Davis declined to respond to Shein’s comments. He said the $1 million she was ordered to pay him wouldn’t come close to compensating for his legal expenses or the Salander-O’Reilly losses that she participated in and he suffered. But he added: “I look forward to her finally being held accountable by the court to meet her obligations.”

The Bankruptcy Winds Down

The bankruptcy is winding down with a bang. Last week, Cecelia Morris, the chief judge of the US Bankruptcy Court in New York’s Southern District who’s overseeing the gallery case, said she’ll preside over a trial convened explicitly to decide the fate of a painting recovered at the gallery; it is attributed to Botticelli and titled Madonna and Child. The Channel Islands–based consignor, Kraken Investments, has battled for years to retrieve it. And the bankruptcy trustee, Alan Jacobs, seeks to sell the artwork, which has been valued at $9.5 million. Lawyers involved expect a one- or two-day trial in August or September.

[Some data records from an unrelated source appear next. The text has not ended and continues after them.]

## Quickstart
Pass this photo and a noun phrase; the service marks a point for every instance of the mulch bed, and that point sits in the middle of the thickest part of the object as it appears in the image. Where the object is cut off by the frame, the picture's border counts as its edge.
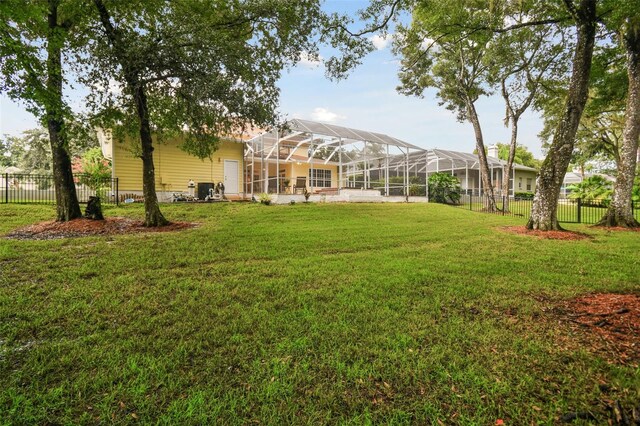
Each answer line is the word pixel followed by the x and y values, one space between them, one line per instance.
pixel 87 227
pixel 607 324
pixel 549 235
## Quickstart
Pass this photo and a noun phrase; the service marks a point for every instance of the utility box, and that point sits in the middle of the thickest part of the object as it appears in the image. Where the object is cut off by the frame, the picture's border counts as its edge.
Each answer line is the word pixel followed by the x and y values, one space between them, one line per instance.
pixel 203 189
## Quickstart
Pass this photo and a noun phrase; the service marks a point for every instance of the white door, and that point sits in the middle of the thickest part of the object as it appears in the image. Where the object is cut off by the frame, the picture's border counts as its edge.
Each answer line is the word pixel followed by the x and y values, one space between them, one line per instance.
pixel 231 176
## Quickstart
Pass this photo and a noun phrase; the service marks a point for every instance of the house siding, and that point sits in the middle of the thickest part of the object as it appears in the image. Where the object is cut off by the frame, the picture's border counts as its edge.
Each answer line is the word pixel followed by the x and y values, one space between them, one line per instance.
pixel 174 167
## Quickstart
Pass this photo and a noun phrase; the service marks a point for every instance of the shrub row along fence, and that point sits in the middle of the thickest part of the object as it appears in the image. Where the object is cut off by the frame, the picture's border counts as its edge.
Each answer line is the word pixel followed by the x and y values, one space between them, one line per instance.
pixel 29 188
pixel 570 210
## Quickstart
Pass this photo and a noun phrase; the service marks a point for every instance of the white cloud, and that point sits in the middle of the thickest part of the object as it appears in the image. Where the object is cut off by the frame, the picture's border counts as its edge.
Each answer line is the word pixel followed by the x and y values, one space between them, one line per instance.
pixel 426 44
pixel 309 61
pixel 381 42
pixel 323 114
pixel 113 87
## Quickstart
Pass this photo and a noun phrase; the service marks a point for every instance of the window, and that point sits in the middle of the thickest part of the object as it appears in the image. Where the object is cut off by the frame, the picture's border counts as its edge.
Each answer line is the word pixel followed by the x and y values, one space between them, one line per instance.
pixel 320 178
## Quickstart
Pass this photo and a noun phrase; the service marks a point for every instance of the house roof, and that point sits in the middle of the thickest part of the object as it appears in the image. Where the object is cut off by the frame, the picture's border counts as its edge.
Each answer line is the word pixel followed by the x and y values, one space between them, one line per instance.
pixel 298 130
pixel 574 177
pixel 443 160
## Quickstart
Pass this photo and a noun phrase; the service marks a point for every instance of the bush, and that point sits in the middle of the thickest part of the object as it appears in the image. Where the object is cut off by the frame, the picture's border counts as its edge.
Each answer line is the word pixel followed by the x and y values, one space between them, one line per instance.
pixel 593 190
pixel 265 199
pixel 444 188
pixel 523 196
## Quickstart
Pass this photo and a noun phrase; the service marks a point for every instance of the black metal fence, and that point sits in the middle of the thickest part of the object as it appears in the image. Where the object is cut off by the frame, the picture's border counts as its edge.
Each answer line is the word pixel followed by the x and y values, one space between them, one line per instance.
pixel 570 210
pixel 29 188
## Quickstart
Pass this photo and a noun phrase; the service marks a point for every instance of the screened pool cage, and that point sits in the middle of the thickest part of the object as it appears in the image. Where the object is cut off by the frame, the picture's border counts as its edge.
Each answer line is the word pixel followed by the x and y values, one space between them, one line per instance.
pixel 321 158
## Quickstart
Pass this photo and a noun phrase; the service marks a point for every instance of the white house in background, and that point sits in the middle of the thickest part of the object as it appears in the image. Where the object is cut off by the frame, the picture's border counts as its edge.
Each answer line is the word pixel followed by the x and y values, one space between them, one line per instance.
pixel 572 178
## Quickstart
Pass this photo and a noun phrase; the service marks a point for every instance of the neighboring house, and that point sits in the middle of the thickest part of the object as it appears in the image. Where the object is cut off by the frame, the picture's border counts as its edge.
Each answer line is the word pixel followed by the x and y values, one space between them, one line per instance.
pixel 466 167
pixel 174 168
pixel 326 160
pixel 572 178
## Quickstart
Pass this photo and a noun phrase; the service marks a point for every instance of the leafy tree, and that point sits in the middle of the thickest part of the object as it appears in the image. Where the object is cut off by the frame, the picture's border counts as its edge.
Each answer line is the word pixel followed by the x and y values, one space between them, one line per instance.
pixel 625 18
pixel 554 167
pixel 438 51
pixel 33 36
pixel 5 153
pixel 31 152
pixel 95 170
pixel 210 67
pixel 444 188
pixel 522 60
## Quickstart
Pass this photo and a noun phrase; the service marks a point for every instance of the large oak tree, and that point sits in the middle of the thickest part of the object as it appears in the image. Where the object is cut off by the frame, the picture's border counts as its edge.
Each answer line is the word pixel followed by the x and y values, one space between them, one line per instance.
pixel 197 69
pixel 33 36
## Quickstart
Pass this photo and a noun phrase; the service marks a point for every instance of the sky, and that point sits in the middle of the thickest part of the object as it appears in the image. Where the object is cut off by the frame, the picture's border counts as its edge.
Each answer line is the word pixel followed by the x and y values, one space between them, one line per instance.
pixel 366 100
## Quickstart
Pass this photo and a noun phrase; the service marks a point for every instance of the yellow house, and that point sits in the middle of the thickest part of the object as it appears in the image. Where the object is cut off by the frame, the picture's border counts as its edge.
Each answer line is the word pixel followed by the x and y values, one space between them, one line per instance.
pixel 174 168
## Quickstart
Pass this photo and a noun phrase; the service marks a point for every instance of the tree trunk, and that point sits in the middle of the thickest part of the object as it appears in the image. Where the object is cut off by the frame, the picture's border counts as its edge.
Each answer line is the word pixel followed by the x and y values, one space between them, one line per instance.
pixel 67 206
pixel 506 175
pixel 554 167
pixel 152 213
pixel 487 184
pixel 620 212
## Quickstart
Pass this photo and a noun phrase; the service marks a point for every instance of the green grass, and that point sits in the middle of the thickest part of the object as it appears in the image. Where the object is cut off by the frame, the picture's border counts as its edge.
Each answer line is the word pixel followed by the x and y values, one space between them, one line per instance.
pixel 306 314
pixel 567 210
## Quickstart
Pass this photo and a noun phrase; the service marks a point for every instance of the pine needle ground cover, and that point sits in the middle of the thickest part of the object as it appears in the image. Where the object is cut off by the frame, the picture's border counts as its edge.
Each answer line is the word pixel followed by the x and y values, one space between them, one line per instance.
pixel 307 314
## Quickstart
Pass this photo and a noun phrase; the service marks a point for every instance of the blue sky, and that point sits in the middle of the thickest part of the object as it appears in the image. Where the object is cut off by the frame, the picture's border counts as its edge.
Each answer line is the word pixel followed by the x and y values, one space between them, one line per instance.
pixel 366 100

Sandro Botticelli Madonna and Child (1485) Photo: Courtesy Kraken Investments, Panama

Sandro Botticelli Madonna and Child (1485) Photo: Courtesy Kraken Investments, Panama.

As for Salander, he is eligible for “merit” release as early as July 2015. His first parole hearing is scheduled for March 2015. On the first day of the seventh month after his release, he must begin paying restitution, according to an order filed in criminal court.

Earl Davis declined to speculate about whether Salander will make good on the $114.9 million of restitution he owes.